Reading habits during the pandemic

02 Jun 2020

Reading habits during the pandemic Image

Books dealing with anxiety and adversity are the top reads by borrowers in Docklands, according to lists of e-resources released by the City of Melbourne.

At the top of the list of e-books borrowed from Library at the Dock in April was the self help best-seller The Subtle Art of Not Giving a F*ck.

And in fourth place was Reasons to Stay Alive by Matt Haig, a memoir about anxiety.

“There’s a little bit of an existential theme,” Cr Dr Jackie Watts, chair of the council’s knowledge portfolio, said.

“Introspection is good for times you’re in a reflective frame of mind,” she said. “The reality is that we’re facing a new normal. Part of what we do is reading, putting us in other people’s worlds.”

Also on the e-books list was the Australian thriller The Nowhere Child by Christian White, which won the Victorian Premier’s Literary Award in 2018, and the non-fiction comedy This is Going to Hurt by Adam Kay.

The advantage of e-resources is that there are fewer limits on the numbers that can be borrowed at once.

Books have been harder to come by, with bookshops reporting an increase in online orders.

There has been an extraordinary surge of 59 per cent in audio loans from Library at the Dock, 76 per cent in e-book loans and 184 per cent in e-films, with The Dressmaker and Carol at the top of the list.
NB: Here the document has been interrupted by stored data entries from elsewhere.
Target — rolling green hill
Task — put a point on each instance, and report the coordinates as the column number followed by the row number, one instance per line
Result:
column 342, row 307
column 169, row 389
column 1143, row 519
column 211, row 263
“There’s also been an interest in politics,” Cr Watts said. Becoming by Michelle Obama and A Bigger Picture by Malcolm Turnbull are at the top of the audio books list, along with the novel Nine Perfect Strangers by Liane Moriarty.

Reading habits are of interest to the council- or who worked as a business librarian during her career and who still remembers going to the circular brick library in Whitehorse Rd in the 1960s.

“When I was a young reader in Box Hill, you were not allowed to borrow fiction without borrowing non-fiction. You could borrow two or four books, “ she said.

This rule shaped her reading life. She said she got into animals, mountains and Antarctica, as well as stories.

She now reads the New Yorker, which has been difficult to get during the lock-down, and in her pile of books at Anglesea where she has spent the lockdown, are a John Grisham, a book on Robert Russell the artist, and a history by William Dalrymple.